Just saw this introduction on CWWK N100 mini PC
So basically it has 2 x i226 onboard, however it has a PCI-E 3.0 x8 (electrical x4) which is good enough to host a Mellanox ConnectX-3 Dual 10G SFP+ card, making it a 2 x 10G + 2 x 2.5G one
Just saw this introduction on CWWK N100 mini PC
So basically it has 2 x i226 onboard, however it has a PCI-E 3.0 x8 (electrical x4) which is good enough to host a Mellanox ConnectX-3 Dual 10G SFP+ card, making it a 2 x 10G + 2 x 2.5G one
From the article you linked to:
What is less good, is the size of the chassis. It is slightly too large for a standard PCIe bracket to fit into the PCIe slot. We solved that with the NVMe cable, or just by removing the brackets, but then you have a card that is just sitting there hanging from the slot.
Regardless of how you solve the above, you still need to figure out a way to hold the PCIe card in place. All in all, this device can be a great testbench, but for daily driving, it needs a case...
I agree with this, probably need a 3D printing accessory to hold it.
It's pretty similar to the ZimaBoard, which needs extra effort to hold the expansion card.
That's exactly what Patrick at STH ended up suggesting.

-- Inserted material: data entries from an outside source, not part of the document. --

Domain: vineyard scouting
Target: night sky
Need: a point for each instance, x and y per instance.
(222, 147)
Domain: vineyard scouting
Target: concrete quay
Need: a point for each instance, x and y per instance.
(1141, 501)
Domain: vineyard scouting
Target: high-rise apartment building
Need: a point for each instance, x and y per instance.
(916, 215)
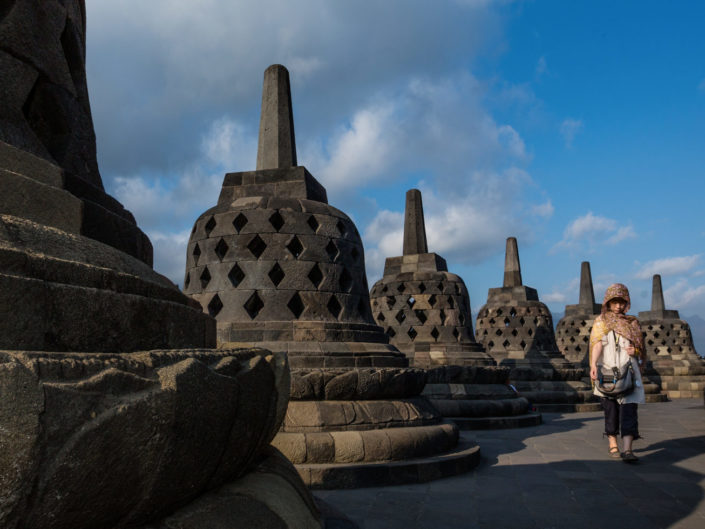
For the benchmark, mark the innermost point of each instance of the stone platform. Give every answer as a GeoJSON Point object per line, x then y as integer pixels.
{"type": "Point", "coordinates": [557, 475]}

There's some discussion of this model on the STH megathread, here's the first post mentioning it:
I suspect someone there will print an auxiliary box to mount the PCIe cards properly sooner or later.
Same thing as Zimaboard, but with 2.5GbE instead of 2GbE?
Yes, dual 2.5GbE, much faster processor and PCI-E slot
I'd choose Lenovo m920q plus mellanox cx-4 dual 25gig instead of this, i like my own m920q <3. Esxi on top and some vm's , one is openwrt for routing and this works awesome. Power consumption? don't care, but idlle is something like 20w -maybe more when win10 rdp is doing some weird things.
I was about to say the same.
I was using it with Intel I340-T4, and it was a beast!
Or even better, Lenovo M920x and 2 nvme drives (same hardware as Q, only 1 additional nvme slot), so it can be used as both a router and as a NAS (not that I'm promoting the idea of multi-use devices). Inbuilt Intel 1Gbps LAN can be used as a management port.
Any of those two devices is available for anywhere between $200-$400 second hand. Usually a decomissioned hardware from enterprise market, barely used or never used at all.
One thing though - don't use SFP for 10+ Gbps Ethernet, since it will get too hot and will make your CPU throttle or even overheat. Using that Mellanox card with fiber is still fine.
Frankly speaking I don't think talking about "idle power" makes sense because you want to have some load on it, and in my country power bill is an issue to some users (including me) so I would still say N100 is still attractive, also I don't like active cooling devices due to dust.
Yes, for some this can be issue, that's why i have to work 2h for whole month electricity Bill and this is without pv. But on the other side i have small pv panel with battery on my garden to simply power my camera, accesspoint , PLC and water pump for plants etc.
Unless you're a university campus with thousands of concurrent users or a p2p supernode running 24/7, the idle power consumption is the dominating factor. While the system will ramp up under load, these really high power durations tend to be rather short - and when they occur, these power peaks of the router will be least of your concerns, because the clients causing the spikes (gaming, data compression, p2p, some kind of number crunching, ...) will use multiple times the power your router needs.
EDIT: or in other words, there's no need to worry about 30-40 watts peak power usage of your router, while your gaming rig causing it to be busy is burning 250 watts on its CPU, 500 watts on the graphics card, 100 watts on the screen and 5 watts per 10GBASE-T port (the later whenever the ports are lower-up, 24/7, on both ends each (2+ ports on the router, 5+ ports on the switch, 1 port per 10GBASE-T capable client)). The 6-8 hours of your sleep, the 9-10 hours you use for work/ commute etc. and the 2-3 hours you spend streaming cat videos or browse the web is what dominates the power bill of your home router.